The relentless march of progress could lead to up to a third of Brits losing their jobs to ROBOTS by the 2030s. Robo-workers could cause employment for regular humans to disappear over the next decade. That’s the warning coming from a new scientific study by PwC.
However, the same study also believes that development of artificial intelligence could actually boost job prospects by generating more production. The analysis from PwC did find that the UK faced less of a threat from automation from some other countries. The United States, Germany and Japan are all seen as being more at threat from robotic workers than Blighty.
Jobs in transportation and storage, manufacturing and retail are most likely to be automated, while the lowest risks are in education, health and social work, the report said. John Hawksworth, chief economist at PwC, said: “A key driver of our industry-level estimates is the fact that manual and routine tasks are more susceptible to automation, while social skills are relatively less automatable.

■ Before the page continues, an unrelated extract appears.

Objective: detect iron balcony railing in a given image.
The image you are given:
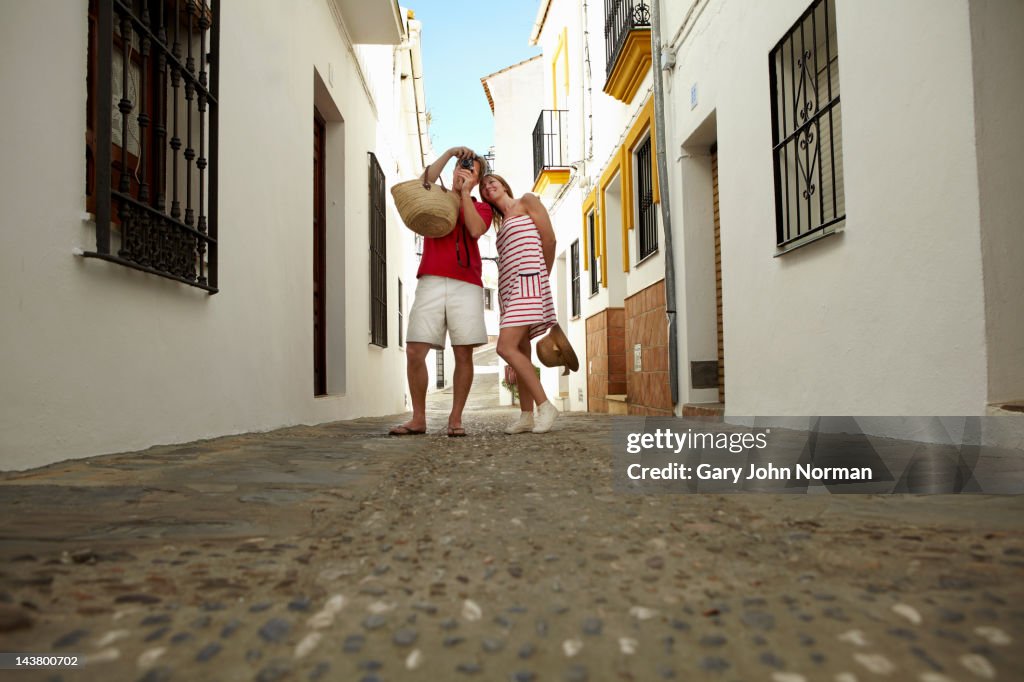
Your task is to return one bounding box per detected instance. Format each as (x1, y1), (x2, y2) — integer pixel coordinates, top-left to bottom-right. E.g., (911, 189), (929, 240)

“That said, no industry is entirely immune from future advances in robotics and AI.”
Automating more manual and repetitive tasks will eliminate some existing jobs, but could also enable some workers to focus on higher value, more rewarding and creative work, removing the monotony from our day jobs.
“By boosting productivity, a key UK weakness over the past decade, and so generating wealth, advances in robotics and AI should also create additional jobs in less automatable parts of the economy as this extra wealth is spent or invested. The UK employment rate is at its highest level now since comparable records began in 1971, despite all the advances in digital and other labour-saving technologies we have seen since. It is not clear that the future will be radically different from the past in terms of how automation will affect overall UK employment rates.” Hawksworth said.
Employment Minister Damian Hinds said: “We have a resilient and diverse labour market in the UK, demonstrated by the latest record-breaking figures showing more people in work than ever before.
“Whether it’s in cyberspace or on the shop floor, advances in technology bring new jobs. It’s only right that we embrace these opportunities, support new skills and help more people get into employment to secure a workforce of the future.”